Single by Rye Rye featuring M.I.A.

from the album Go! Pop! Bang! and Fast & Furious (soundtrack)
- Released: 31 March 2009
- Recorded: 2008
- Genre: Electronic; hip hop;
- Length: 3:32
- Label: N.E.E.T.; Interscope;
- Songwriter(s): Ryeisha Berrain; Maya Arulpragasam; Charles Smith;
- Producer(s): Blaqstarr

Rye Rye featuring M.I.A. singles chronology
|  | "Bang" (2009) | "Sunshine" (2010) |

= Bang (Rye Rye song) =

"Bang" is a song and single by rapper/dancer Rye Rye featuring M.I.A. It was recorded in 2008 and appears on the deluxe version of her 2012 album Go! Pop! Bang!. It was released in 2009 on N.E.E.T. Recordings and Interscope Records. The single was released first, followed by an EP of remixes, Bang – The Remixes, which includes remixes by Buraka Som Sistema and DJ Sega. The song appears in the films Fast & Furious and Step Up 3D and in the episode "The Sorkin Notes" of the TV-series Entourage.

==Music video==
The video features Rye Rye, M.I.A. and several Baltimore club dancers including Whyte Boi dancing in a dark, messy underground club setting. The video was directed by M.I.A. in Baltimore.
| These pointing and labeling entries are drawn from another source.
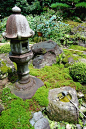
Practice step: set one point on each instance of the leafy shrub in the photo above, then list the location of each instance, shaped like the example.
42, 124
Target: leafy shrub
5, 48
81, 4
78, 72
61, 5
15, 114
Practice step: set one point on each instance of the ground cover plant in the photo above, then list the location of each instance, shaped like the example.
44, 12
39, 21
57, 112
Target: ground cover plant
17, 112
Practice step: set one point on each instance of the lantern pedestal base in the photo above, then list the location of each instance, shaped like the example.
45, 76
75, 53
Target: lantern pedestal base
26, 91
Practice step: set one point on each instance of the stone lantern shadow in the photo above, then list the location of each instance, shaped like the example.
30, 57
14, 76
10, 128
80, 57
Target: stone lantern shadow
18, 31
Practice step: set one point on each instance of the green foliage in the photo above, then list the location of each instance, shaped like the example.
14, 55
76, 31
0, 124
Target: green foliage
59, 5
41, 96
81, 4
78, 72
5, 48
15, 114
==Track listings and formats==
"Bang (feat. M.I.A.)" CD EP
1. Bang (Main Version) [feat. M.I.A.] - 3:33
2. Bang (Clean Version) [feat. M.I.A.] –	3:33
3. Bang (Instrumental) – 3:30
4. Bang (Acapella) [feat. M.I.A.] – 3:33
"Bang (feat. M.I.A.) - Single"
1. Bang (feat. M.I.A.) - 03:32
"Bang (The Remixes) [feat. M.I.A.] - EP"
1. Bang (WTF I Asked For a Kuduro Remix) [feat. M.I.A.] – 03:59
2. Bang (Buraka Carnival Remix) [feat. M.I.A.] – 05:28
3. Bang (DJ Sega's Philly Club Remix) [feat. M.I.A.] – 04:06
4. Bang (feat. M.I.A.) - 3:33
5. Bang (Instrumental) - 3:30
6. Bang (Acapella) [feat. M.I.A.] - 3:33

==Reception==
Rolling Stone said of the song "This gloriously showoffy track from M.I.A.'s speedrapping protégée features a monstrously syncopated break beat – it's hotter than a blonde and a brunette double-teaming an ice cream cone. This spare, cheap-effects jam from M.I.A.'s protégée is a hot early hip-hop throwback. Best is Rye Rye's voice: high-pitched like a chipmunk but not cuddly. 'Throw your fucking sets up!' she yells. Why not?" Seattle Weekly heralded the raw energy that Rye Rye captured in the song and the video, saying "Unlike a lot of music videos that portray a fantastical and glamorous lifestyle, Rye Rye injects edginess and grit that embody a real life feel."

==Credits==
- Mixed By – Arabian Prince, The Egyptian Lover, M.I.A.
- Producer – Blaqstarr
- Recorded By – Aaron Dahl, Blaqstarr, M.I.A.